Charles arrived at Holdenby House in mid-February. A week later army officers refused to volunteer for Ireland without assurances; they presented Parliament with a respectful document called the Moderate Petition. Parliament declared it seditious. The MP Denzil Holies, who had once been a leading radical, one of the Five Members King Charles had tried to arrest, had turned into an intemperate loather of the New Model. He would sneer in his memoirs: 'most of the colonels were tradesmen, brewers, tailors, goldsmiths, shoemakers and the like — a notable dunghill'. Now, in an astonishing tirade, he savaged the soldiers as violent mercenaries, enemies of the kingdom, only concerned about their arrears of pay:

The meanest of men, the basest and vilest of the nation, the lowest of the people have got the power in their hands; trampled upon the crown; baffled and misused the parliament; violated the laws, broke in sunder all bonds and ties of religion, conscience, duty, loyalty, faith, common honesty, and good manners.
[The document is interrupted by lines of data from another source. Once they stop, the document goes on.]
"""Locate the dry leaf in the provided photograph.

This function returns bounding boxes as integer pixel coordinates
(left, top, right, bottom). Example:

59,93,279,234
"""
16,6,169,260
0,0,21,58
This eyebrow-raising vindictiveness came to be known wryly as 'The Declaration of Dislike'. More followed. Parliament summoned Commissary-General Ireton (now Cromwell's son-in-law), and three colonels (one of them John Lilburne's brother) to answer charges that signatures for the officers' petition had been obtained by force. Tempers ran so high that Ireton and Holies had to be ordered not to fight a duel.

There were desperate divisions in English politics and religion. The Presbyterian majority in Parliament were determined to impose their will. They had taken over the London Trained Bands, replacing the Independent leadership with rigid Presbyterians. They were intent on disbanding the New Model and were thought to be planning to move its artillery away to the Tower of London. Worst, it was suspected that Presbyterians were entering into secret negotiations with the King.

In response, the New Model Army organised. The way it happened was extraordinary. No army had ever before discussed its aspirations and rights in the way that was about to happen.